You build this with something like docker build -t myservice .

If you don't use static linking, you need to also install the dependencies in the Dockerfile. Each invocation is as if you came to a brand new, uninstalled system. Caching makes the docker build process acceptable over time. (But all the cool kids are using static linking to not have to worry about shared libraries anymore.)

You then run it locally with something like:

docker run -it --rm -n myservice -p 8000:4321 -v /home/me/mydata:/var/data myservice

Or, if you want to start it in the background:

docker run -d -n myservice -p 8000:4321 -v /home/me/mydata:/var/data myservice

This says “what the inside of the container thinks is port 8000 should be port 4321 on the host, and what the inside of the container thinks is path /var/data, should be path /home/me/mydata on the host.”
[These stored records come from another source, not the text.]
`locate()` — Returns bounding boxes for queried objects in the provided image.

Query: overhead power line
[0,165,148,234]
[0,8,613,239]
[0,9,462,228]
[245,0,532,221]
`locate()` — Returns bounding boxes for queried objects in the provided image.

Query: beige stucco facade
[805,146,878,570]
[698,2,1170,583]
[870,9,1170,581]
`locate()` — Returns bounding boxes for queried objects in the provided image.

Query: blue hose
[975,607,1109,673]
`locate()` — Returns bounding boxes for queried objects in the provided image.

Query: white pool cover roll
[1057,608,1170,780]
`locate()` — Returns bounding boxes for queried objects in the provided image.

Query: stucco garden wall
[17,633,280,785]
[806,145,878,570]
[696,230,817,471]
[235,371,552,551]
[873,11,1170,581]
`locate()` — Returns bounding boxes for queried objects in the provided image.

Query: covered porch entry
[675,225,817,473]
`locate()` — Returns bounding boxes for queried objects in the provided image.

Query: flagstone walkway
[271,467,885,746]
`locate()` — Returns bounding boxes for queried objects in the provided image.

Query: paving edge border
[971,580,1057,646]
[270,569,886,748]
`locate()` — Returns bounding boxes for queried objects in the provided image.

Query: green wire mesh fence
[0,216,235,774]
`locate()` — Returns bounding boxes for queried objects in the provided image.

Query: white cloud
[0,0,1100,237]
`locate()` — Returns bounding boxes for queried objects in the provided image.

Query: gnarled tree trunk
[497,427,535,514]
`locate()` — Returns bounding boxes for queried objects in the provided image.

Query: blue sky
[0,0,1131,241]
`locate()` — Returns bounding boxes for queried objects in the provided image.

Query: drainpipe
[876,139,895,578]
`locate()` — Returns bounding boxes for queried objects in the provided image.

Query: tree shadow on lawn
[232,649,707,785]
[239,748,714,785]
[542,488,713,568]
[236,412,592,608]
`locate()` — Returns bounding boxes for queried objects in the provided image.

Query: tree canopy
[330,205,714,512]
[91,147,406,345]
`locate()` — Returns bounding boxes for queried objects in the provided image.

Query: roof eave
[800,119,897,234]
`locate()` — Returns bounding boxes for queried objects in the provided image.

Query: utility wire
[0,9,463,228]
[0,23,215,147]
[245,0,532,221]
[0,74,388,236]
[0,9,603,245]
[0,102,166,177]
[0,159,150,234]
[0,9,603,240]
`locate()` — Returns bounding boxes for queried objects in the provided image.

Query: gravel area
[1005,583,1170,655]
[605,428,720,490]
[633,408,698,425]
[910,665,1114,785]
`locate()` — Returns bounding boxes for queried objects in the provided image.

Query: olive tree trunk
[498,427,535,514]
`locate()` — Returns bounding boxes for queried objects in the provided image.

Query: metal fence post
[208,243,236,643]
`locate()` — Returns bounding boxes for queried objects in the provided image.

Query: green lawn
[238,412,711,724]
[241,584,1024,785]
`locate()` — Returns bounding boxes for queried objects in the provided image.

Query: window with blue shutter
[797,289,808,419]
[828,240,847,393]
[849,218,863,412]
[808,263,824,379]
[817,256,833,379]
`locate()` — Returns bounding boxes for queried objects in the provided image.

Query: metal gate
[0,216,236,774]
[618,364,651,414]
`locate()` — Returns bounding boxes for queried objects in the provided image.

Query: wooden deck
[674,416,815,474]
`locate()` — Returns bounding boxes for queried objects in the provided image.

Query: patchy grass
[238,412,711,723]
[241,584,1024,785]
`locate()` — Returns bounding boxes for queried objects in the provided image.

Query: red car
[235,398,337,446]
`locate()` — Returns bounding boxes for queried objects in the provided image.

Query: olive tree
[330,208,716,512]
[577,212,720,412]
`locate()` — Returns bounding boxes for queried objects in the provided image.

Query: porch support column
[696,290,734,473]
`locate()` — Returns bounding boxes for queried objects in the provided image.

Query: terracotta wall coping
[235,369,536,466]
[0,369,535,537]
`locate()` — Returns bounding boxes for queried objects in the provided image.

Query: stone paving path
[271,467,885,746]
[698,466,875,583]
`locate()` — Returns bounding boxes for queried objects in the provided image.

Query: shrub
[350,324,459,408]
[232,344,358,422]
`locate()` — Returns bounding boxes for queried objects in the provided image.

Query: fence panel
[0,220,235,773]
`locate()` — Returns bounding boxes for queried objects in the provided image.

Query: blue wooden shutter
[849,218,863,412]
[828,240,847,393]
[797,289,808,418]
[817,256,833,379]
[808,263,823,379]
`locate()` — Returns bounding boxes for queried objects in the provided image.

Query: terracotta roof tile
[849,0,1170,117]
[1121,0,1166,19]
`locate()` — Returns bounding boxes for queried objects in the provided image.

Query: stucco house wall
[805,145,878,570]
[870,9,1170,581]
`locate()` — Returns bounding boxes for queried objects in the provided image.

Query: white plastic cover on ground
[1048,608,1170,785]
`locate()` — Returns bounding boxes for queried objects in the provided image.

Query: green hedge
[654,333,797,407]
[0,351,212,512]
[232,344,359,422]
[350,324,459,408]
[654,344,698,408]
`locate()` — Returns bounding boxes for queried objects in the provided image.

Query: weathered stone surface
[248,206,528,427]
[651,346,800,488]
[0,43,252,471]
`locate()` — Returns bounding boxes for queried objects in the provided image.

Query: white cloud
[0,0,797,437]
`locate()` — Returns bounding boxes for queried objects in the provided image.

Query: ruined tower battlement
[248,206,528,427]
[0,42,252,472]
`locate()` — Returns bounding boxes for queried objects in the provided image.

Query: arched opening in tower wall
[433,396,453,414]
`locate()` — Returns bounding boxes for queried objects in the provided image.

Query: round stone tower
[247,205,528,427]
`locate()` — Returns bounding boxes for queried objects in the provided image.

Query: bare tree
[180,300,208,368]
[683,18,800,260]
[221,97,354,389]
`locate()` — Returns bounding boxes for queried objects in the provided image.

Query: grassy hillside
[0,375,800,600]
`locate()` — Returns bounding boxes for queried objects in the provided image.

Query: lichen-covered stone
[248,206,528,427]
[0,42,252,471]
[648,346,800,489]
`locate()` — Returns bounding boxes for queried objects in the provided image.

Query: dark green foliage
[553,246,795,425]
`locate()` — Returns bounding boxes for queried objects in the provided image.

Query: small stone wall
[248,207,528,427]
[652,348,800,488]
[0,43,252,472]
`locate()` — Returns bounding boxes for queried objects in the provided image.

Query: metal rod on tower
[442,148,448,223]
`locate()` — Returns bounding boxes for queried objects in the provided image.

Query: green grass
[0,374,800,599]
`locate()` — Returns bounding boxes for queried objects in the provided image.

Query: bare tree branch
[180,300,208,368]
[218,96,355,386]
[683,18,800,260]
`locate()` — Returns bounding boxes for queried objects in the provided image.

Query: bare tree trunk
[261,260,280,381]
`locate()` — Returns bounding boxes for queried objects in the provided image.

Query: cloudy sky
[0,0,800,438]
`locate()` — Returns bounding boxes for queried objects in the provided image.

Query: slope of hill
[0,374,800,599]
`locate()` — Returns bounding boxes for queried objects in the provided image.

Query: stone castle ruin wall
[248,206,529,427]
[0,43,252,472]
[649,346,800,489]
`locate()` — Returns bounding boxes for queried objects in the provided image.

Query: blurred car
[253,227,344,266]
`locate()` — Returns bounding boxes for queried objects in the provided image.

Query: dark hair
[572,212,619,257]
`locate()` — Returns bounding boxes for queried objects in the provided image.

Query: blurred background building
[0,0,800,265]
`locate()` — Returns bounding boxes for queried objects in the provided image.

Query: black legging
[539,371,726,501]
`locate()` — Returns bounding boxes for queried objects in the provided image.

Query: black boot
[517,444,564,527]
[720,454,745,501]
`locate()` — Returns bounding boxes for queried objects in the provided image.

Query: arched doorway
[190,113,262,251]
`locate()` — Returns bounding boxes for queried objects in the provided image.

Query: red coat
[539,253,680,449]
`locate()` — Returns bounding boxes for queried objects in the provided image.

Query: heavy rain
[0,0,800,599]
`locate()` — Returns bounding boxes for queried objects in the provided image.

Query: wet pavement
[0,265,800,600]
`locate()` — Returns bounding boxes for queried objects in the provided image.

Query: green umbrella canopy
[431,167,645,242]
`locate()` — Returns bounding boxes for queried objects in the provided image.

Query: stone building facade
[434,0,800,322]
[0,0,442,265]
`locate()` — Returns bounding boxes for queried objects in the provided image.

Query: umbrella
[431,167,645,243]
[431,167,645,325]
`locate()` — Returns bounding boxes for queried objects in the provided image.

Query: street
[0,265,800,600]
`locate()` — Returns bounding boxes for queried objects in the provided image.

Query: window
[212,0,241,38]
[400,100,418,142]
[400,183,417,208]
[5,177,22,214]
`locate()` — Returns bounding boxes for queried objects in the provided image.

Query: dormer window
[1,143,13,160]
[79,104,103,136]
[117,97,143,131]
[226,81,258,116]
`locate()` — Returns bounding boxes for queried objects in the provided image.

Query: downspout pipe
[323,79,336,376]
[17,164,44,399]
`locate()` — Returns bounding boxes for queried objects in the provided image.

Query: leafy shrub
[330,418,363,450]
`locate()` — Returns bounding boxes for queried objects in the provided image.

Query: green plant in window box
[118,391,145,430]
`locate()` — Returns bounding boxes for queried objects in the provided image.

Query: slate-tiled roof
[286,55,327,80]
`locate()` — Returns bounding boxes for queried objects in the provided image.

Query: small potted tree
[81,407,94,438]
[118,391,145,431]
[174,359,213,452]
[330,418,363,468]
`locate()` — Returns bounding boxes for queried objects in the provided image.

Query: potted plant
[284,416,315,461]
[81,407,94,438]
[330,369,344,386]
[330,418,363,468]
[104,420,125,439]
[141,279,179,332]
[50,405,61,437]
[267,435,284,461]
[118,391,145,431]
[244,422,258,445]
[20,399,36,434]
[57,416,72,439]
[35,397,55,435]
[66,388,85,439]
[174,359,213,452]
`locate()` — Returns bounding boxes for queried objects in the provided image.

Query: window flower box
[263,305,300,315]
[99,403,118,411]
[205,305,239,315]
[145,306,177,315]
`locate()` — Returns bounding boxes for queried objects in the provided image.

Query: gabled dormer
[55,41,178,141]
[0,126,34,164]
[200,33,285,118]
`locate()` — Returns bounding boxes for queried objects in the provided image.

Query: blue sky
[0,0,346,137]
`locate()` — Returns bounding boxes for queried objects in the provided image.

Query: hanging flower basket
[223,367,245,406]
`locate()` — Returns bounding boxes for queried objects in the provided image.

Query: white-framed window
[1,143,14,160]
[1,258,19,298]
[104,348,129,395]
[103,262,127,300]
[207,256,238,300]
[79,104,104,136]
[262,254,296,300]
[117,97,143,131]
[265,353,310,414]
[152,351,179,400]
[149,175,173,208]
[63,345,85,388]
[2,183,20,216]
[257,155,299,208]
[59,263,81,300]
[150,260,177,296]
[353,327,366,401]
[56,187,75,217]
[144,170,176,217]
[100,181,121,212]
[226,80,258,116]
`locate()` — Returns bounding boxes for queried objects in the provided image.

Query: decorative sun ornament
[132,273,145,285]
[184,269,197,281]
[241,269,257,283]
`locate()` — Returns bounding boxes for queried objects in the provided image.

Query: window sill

A lot to wrap your head around! The CPU runs microcode to implement an instruction set, the instruction set runs a hypervisor, the hypervisor runs a VM, the VM runs a kernel, the kernel runs a container host, the container runs a service. (If you're lucky, the service is written in .NET or Java and has its own second VM, that in turn runs the service …) As a developer, 90% of the time, you can ignore the layers you're not concerned about, but in live use cases, it helps a lot to have an idea of what's going on all through the stack. Both for security, performance, and lack of surprises :-)

http library

Each http library comes with its own “quick start” instructions, of varying quality depending on the library. I've personally used https://github.com/yhirose/cpp-httplib​ and it's alright. It has reasonable getting-started documentation; nothing much to say.

running at work

“At work” depends on where you work and how it's set up! Modern software deployment organizations have an “infrastructure” team, which provides some kind of host and service routing fabric, and you then build your own containers and provide manifests to the infrastructure team. Their job is to keep the fabric/hardware up; your role is to build good containers that do what they're supposed to. If you're alone, you'll probably use a simple container service like AWS Elastic Container Service, or Amazon Lightsail, or Google Container Engine. Once you want “more than one” you might go to a hosted Kubernetes service like AWS EKS or Gcloud GKE. Those take the job of the “infrastructure team” and you deploy to them typically by describing all the bits you need (database containers, cache containers, service containers, …) in yaml files, and have the yaml files point at some docker repository where it gets the container images.

Even if your “at work” is just providing bare hosts or VMs, they will likely have some reverse proxy that needs to be configured for your service to be discovered, but how that works, depends entirely on who or what the implementation is. It's useful to understand the bits and pieces that all have to come together to make it work, though; it gives you some concepts and words to look for to keep it all together. No matter whether you use F5 bigiron or envoy or nginx or perlbal, they all end up having to do the same thing, because that's how the internet works :-)

basic server skills

The modern internet is built on a strata of tons of underlying technologies. It helps to know how each of them work, at least a little bit. Anything from “the HTTP protocol" to “kernel resource virtualization” will absolutely affect how your service runs. Unfortunately, I don't know of great materials for “the whole stack” – it's either newbie stuff that glosses over too many details, or it's for-experts deep dives that are aimed at people who are going to do a lot of work at each layer. But a few days of reading web pages, watching a few youtube videos on 1.75x speed, and, most importantly, playing around by yourself, usually helps!

Just very basically, how does the C++ program the server. Is the server provided with the software I write?